Microbial 'omics

This article describes various ways to import taxonomy into anvi’o.

If what you find here does not solve your problem, please feel free to suggest new ways to deal with taxonomy, by entering an issue.

Anvi’o accepts taxonomic annotation at the gene level. Annotations in your files should correspond to open reading frames in your contigs, hence, taxonomical annotations should be done on FASTA files exported from the anvi’o contigs database. The basic workflow goes like this: (1) generate your contigs database, (2) export your gene sequences, (3) annotate them with taxonomy, and (4) import results back into your contigs database using anvi-import-taxonomy program.

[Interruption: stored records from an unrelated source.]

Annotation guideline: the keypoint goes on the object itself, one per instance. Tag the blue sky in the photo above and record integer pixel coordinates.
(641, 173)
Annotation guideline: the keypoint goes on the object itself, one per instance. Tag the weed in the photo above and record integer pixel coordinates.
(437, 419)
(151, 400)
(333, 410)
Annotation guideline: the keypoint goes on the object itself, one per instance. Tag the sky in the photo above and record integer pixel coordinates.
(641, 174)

Important note: There are many ways to have your genes annotated with taxonomy. But, there is only one way to make sure the gene IDs in your taxonomy files correspond to the gene caller IDs in the database: export your DNA or AA sequences from the anvi’o contigs database you wish to annotate using anvi’o programs anvi-get-dna-sequences-for-gene-calls or anvi-get-aa-sequences-for-gene-calls.

Table of Contents

Simple matrix

This is the simplest way to get the taxonomical annotation of genes into the contigs database. The TAB-delimited input matrix should follow this format:

gene_callers_id t_phylum t_class t_order t_family t_genus t_species
1           Bacteroides fragilis
2           Bacteroides fragilis
3           Bifidobacterium longum
5           Bifidobacterium longum
7           Bifidobacterium longum
(…) (…) (…) (…) (…) (…) (…)

Not every gene call has to be in the matrix, and not every level of taxonomy has to be present, anvi’o will find a way to deal with that, but the more the merrier.

Once you have your matrix ready, this is the command line to import it using the parser default_matrix:

$ anvi-import-taxonomy -c CONTIGS.db -i input_matrix.txt -p default_matrix

That’s it!

Centrifuge Output

Anvi’o has a parser for centrifuge. Please see this recipe to download and set up centrifuge.

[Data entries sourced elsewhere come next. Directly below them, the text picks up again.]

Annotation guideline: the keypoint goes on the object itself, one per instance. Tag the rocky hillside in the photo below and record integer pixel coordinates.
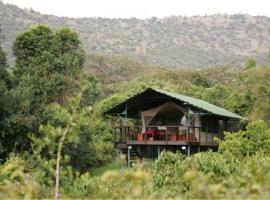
(172, 41)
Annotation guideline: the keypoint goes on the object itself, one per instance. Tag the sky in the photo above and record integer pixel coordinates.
(144, 8)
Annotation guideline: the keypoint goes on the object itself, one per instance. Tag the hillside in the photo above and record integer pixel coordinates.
(172, 41)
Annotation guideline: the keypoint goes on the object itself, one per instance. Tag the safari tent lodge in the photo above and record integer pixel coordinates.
(154, 120)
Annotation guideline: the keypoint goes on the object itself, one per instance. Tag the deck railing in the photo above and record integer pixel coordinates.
(156, 134)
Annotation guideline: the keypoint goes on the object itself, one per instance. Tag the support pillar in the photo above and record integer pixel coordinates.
(129, 148)
(188, 150)
(117, 158)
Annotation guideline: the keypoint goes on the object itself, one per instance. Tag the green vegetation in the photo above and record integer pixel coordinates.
(52, 127)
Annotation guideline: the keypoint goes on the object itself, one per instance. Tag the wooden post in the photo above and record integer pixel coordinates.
(129, 148)
(117, 158)
(166, 135)
(58, 159)
(188, 150)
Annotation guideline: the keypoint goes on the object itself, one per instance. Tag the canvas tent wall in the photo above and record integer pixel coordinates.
(169, 114)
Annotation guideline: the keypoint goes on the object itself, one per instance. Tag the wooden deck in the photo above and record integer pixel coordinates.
(131, 136)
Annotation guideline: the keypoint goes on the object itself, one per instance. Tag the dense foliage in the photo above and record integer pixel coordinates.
(51, 91)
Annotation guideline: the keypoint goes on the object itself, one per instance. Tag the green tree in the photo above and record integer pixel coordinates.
(48, 69)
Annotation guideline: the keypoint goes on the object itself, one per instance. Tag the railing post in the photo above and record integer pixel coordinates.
(199, 135)
(120, 132)
(187, 134)
(145, 135)
(166, 135)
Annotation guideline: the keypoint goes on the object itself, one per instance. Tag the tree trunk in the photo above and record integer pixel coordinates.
(57, 170)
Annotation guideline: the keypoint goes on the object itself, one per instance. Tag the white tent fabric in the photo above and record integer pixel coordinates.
(148, 115)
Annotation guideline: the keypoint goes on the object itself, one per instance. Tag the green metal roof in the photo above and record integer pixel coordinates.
(148, 99)
(201, 104)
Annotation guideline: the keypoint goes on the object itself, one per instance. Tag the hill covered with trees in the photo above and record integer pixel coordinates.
(53, 131)
(173, 41)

Assuming you generated an anvi’o contigs database. To import taxonomy into this contigs database, first you will export all gene calls:

$ anvi-get-dna-sequences-for-gene-calls -c CONTIGS.db -o gene-calls.fa

Then you will run the following command:

$ centrifuge -f -x $CENTRIFUGE_BASE/p+h+v/p+h+v gene-calls.fa -S centrifuge_hits.tsv

If the environment variable $CENTRIFUGE_BASE is not properly set, you will get an error. See the export instructions here to try again.

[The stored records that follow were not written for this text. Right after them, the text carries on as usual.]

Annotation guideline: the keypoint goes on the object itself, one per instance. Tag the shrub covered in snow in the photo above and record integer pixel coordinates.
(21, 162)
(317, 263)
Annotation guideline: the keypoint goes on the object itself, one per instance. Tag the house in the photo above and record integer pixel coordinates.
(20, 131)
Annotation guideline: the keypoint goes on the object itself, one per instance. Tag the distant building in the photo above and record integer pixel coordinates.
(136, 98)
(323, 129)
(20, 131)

This step takes about one minute on my laptop for 40,000 genes.

When centrifuge is done running, you should find two files in your work directory, which you will import into anvi’o. These files are centrifuge_report.tsv, and centrifuge_hits.tsv. Just to make sure that they are not empty, feel free to run this command:

$ wc -l centrifuge_report.tsv centrifuge_hits.tsv
    4666 centrifuge_report.tsv
  215625 centrifuge_hits.tsv
  220291 total

Fine. It is time to import these results! To do this, you will use the program anvi-import-taxonomy with the parser for centrifuge:

$ anvi-import-taxonomy -c CONTIGS.db -i centrifuge_report.tsv centrifuge_hits.tsv -p centrifuge

You can use any file name you like, however, the order of input files is important: following the parameter -i, you should first declare the report file, and then the hits file.

This is it. If everything went alright, the interactive interface and anvi’o summary results should contain taxonomy information.